The controller is busy doing something else. The binding really should probably wait a bit longer, but at the moment that’s how it is and I won’t change it right now.
Again though, changing the timeout is not going to help, so I think that this is a misunderstanding where something gets changed, and the next time it works, but it doesn’t explain the initial problem.
I tested a lot at the time and then gave up. In the end had a strong guess why the heal no longer worked.
With my three Fibaros (FGMS-001) some parameters were changed in the Z-Wave database.
Parameters: 40, 42, 60, 62, 64
And more precisely parameters 42 and 64:
I compared it to @Sihui parameters, which he said made no changes. And his heal is running.
42 and 64 are set to 0, that means, it is reported during the awake period.
During a heal, this also happens. The node normally is sleeping. After e.g. every hour it wakes up. The heal request still is in the queue of the controller. After the node awakes it wants to report illumination and temperature and also should get healed in the same step. And the awake period is to short, to report all these information. While node is sleeing again, after tree trials the controller gives up and sets the node to OFFLINE.
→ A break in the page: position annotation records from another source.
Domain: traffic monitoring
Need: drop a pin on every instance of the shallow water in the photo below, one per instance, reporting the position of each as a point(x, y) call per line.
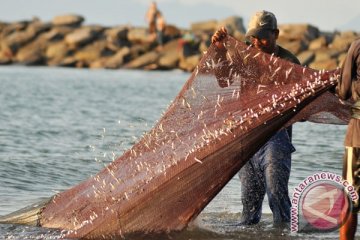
point(58, 126)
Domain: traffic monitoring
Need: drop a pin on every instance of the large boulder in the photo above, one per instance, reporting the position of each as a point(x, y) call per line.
point(118, 59)
point(117, 37)
point(91, 52)
point(144, 60)
point(34, 52)
point(170, 55)
point(82, 36)
point(139, 35)
point(14, 41)
point(68, 20)
point(13, 27)
point(57, 33)
point(56, 52)
point(294, 47)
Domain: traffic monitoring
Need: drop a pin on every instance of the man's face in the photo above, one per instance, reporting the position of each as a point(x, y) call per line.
point(266, 43)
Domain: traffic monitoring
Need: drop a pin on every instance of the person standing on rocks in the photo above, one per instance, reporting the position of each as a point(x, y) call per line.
point(349, 88)
point(268, 171)
point(157, 25)
point(150, 17)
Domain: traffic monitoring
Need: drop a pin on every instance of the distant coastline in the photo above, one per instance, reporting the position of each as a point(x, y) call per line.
point(65, 41)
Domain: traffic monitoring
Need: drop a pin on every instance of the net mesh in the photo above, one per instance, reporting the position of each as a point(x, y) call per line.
point(224, 113)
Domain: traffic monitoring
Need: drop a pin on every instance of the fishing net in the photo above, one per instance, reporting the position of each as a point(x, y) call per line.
point(224, 113)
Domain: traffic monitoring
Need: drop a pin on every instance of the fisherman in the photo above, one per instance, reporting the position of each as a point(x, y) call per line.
point(150, 17)
point(349, 88)
point(268, 170)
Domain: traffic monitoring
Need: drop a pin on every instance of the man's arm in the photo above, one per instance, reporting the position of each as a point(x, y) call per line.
point(343, 88)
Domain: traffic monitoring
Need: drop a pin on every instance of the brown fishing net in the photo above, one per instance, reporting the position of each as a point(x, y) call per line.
point(225, 112)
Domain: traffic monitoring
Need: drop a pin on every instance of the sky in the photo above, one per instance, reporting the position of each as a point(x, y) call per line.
point(327, 15)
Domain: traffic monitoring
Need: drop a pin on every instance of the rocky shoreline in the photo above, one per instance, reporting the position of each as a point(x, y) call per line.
point(66, 41)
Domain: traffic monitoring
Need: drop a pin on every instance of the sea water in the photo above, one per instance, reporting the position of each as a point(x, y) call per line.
point(59, 126)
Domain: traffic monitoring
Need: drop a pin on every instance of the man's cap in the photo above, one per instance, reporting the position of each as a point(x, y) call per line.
point(261, 23)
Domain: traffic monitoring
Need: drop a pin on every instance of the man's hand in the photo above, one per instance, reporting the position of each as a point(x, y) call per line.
point(218, 36)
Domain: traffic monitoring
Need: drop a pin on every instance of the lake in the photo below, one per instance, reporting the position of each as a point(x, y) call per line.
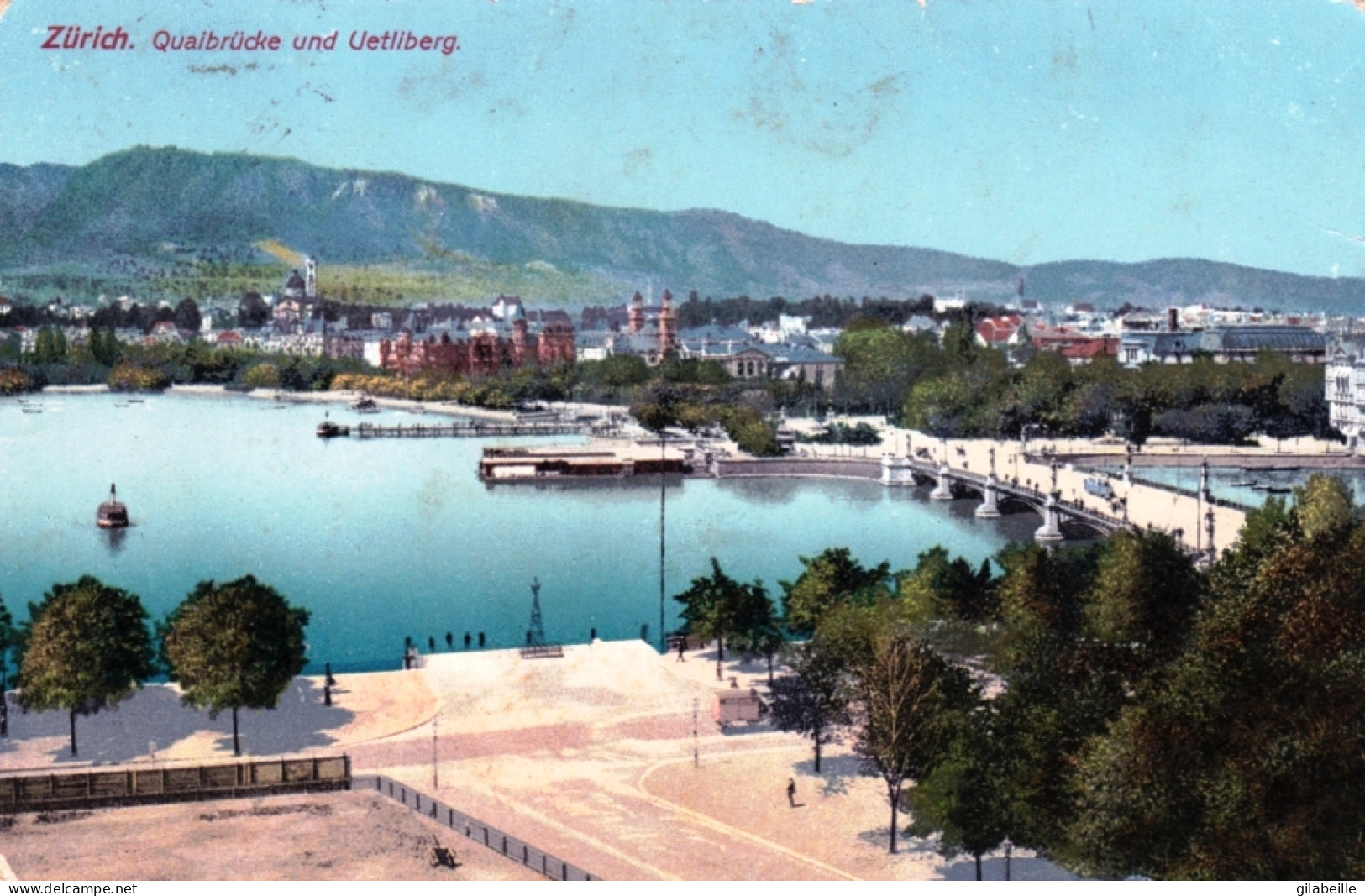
point(392, 537)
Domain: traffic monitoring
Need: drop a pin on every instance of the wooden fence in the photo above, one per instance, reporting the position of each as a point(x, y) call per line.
point(538, 861)
point(165, 784)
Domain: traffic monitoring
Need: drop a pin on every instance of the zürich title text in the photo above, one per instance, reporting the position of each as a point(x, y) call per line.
point(76, 37)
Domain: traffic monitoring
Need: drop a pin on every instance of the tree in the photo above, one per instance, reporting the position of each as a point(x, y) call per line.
point(7, 640)
point(87, 648)
point(104, 347)
point(262, 375)
point(911, 700)
point(253, 312)
point(829, 580)
point(965, 798)
point(1245, 762)
point(234, 645)
point(187, 315)
point(757, 631)
point(812, 700)
point(717, 607)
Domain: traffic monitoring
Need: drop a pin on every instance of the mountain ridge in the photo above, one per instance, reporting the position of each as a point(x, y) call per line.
point(134, 203)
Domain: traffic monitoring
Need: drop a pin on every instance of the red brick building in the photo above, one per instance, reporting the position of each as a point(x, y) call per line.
point(482, 348)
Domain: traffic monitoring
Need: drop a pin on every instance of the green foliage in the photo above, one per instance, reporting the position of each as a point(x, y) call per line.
point(950, 587)
point(131, 377)
point(718, 607)
point(262, 375)
point(104, 347)
point(1245, 762)
point(812, 699)
point(912, 703)
point(15, 382)
point(616, 371)
point(87, 648)
point(749, 432)
point(844, 434)
point(50, 347)
point(965, 798)
point(827, 580)
point(234, 645)
point(1323, 505)
point(880, 363)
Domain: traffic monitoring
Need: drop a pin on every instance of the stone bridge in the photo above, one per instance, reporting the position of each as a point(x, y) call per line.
point(1203, 524)
point(994, 493)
Setting the interval of “illumination report” and “temperature report” e.g. to 1800 (like Sihui) avoids this behavior, because these are reported before the heal comes on.
Once the stage is put into HEAL_START at 14:25:00, the binding requests a report from the controller almost immediately after. The node responds with some state updates, but has not yet replied with the report from the RequestNodeNeighborUpdate. At 14:25:06, the binding decides to send the RequestNodeNeighborUpdate, which is logic in ZwaveTransactionManager class labeled ‘timer2’.
The binding is requesting another RequestNodeNeighborUpdate because it hasn’t received the report back from the controller, which the controller is still working on. The controller responds with a failure because the node is still working on the previous RequestNodeNeighborUpdate. Whatever logic is controlling the state of the node retries 3 times, but never waits for the node to figure out who its neighbors are.
IMHO, this is a little bit clearer from the logs themselves because you can see the retries with the same TID before the transaction manager decides the transaction failed.
I’m not confident in how the underlying network functions, but I would imagine that a node querying a network with 90 neighbors might take a little longer than the 5 seconds that the binding is giving the controller to complete the transaction.
I was hesitant to create a pull request because I’m not confident that this is the correct place to make the change in handling this particular transaction, but I went ahead and created one just to show exactly where I made the change. I opened an issue and will submit a pull request with the change shortly.